One of the families that is purchasing one of our puppies has mentioned that they would like to have the puppy evaluated once it gets older to see if it would be a good canidate for a seizure alert dog. One of the family members has severe dibilitating seizures and were interested in finding out more information and the training process as well. They live in Connecticut. 

Anyone with any info at all on this subject please share. Thanks


----------



## Narny (Sep 8, 2010)

This is just what I pulled up with a google search.
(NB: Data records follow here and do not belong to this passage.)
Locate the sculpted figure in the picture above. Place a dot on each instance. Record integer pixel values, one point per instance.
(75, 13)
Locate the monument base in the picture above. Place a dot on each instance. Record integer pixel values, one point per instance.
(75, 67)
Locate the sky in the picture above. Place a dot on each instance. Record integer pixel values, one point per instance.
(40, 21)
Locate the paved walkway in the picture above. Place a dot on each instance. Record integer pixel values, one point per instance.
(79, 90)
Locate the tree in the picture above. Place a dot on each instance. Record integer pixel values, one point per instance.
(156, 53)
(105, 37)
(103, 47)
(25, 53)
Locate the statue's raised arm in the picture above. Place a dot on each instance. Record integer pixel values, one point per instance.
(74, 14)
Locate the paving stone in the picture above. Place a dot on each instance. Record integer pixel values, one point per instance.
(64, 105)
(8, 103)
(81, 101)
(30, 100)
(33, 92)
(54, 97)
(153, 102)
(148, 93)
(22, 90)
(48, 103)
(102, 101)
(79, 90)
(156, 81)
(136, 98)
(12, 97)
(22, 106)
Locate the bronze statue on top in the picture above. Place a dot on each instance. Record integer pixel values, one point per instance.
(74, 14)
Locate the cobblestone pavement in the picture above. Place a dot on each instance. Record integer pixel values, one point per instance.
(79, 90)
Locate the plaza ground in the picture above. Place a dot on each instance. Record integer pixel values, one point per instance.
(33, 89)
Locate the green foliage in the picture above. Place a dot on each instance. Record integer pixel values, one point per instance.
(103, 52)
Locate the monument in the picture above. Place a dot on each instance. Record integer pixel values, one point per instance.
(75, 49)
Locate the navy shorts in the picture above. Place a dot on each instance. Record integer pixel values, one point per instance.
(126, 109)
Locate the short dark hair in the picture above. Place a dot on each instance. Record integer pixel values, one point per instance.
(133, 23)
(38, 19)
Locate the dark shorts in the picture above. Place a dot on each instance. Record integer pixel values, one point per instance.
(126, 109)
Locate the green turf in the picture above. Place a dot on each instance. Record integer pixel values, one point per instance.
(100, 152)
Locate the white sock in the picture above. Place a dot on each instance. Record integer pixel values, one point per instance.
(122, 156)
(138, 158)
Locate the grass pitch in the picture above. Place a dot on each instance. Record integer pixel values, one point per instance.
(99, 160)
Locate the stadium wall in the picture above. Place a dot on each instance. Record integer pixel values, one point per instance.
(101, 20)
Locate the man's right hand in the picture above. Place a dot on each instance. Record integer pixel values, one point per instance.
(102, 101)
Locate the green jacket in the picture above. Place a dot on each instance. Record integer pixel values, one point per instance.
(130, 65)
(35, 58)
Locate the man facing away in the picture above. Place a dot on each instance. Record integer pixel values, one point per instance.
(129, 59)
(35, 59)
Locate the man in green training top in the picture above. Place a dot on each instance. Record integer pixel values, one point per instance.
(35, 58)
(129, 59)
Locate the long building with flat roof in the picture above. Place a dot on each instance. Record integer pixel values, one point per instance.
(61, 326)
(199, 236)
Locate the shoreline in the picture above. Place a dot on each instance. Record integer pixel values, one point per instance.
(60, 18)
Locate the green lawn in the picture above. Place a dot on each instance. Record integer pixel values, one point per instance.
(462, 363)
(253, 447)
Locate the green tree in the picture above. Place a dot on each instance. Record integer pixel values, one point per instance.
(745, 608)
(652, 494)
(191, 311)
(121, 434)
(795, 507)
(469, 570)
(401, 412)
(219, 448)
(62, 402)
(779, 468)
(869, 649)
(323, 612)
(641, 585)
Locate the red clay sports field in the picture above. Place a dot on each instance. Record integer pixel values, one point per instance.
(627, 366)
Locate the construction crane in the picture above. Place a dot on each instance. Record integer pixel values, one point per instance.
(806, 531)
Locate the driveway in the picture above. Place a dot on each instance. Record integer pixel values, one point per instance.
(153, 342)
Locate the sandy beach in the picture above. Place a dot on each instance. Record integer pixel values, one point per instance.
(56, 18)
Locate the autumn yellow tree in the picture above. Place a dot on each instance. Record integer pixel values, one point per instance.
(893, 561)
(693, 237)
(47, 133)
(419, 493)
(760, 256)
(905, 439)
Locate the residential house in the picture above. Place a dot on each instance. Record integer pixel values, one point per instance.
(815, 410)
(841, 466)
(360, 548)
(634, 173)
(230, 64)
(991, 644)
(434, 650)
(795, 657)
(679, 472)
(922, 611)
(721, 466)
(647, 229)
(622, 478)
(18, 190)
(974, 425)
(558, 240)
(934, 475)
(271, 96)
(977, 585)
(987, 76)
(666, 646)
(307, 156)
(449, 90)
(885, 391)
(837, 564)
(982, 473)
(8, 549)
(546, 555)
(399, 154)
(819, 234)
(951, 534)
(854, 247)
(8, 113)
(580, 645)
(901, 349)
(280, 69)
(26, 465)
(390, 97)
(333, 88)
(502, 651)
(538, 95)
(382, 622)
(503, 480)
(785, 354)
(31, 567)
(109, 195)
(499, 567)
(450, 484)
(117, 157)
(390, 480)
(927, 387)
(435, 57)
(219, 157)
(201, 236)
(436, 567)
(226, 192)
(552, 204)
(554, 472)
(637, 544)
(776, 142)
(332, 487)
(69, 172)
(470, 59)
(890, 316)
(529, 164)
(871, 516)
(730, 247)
Seizure Assistance Dog - 4 Paws For Ability If you search seizure assistance dogs it will pull up other information as well.


----------



## Castlemaid (Jun 29, 2006)

Just be careful who you go with, reading through some of the threads in this section (Service Dogs), there are a lot of scam artists out there. 

Hope you find someone with a solid reputation.


----------



## LoveEcho (Mar 4, 2011)

Castlemaid said:


> Just be careful who you go with, reading through some of the threads in this section (Service Dogs), there are a lot of scam artists out there.
> 
> Hope you find someone with a solid reputation.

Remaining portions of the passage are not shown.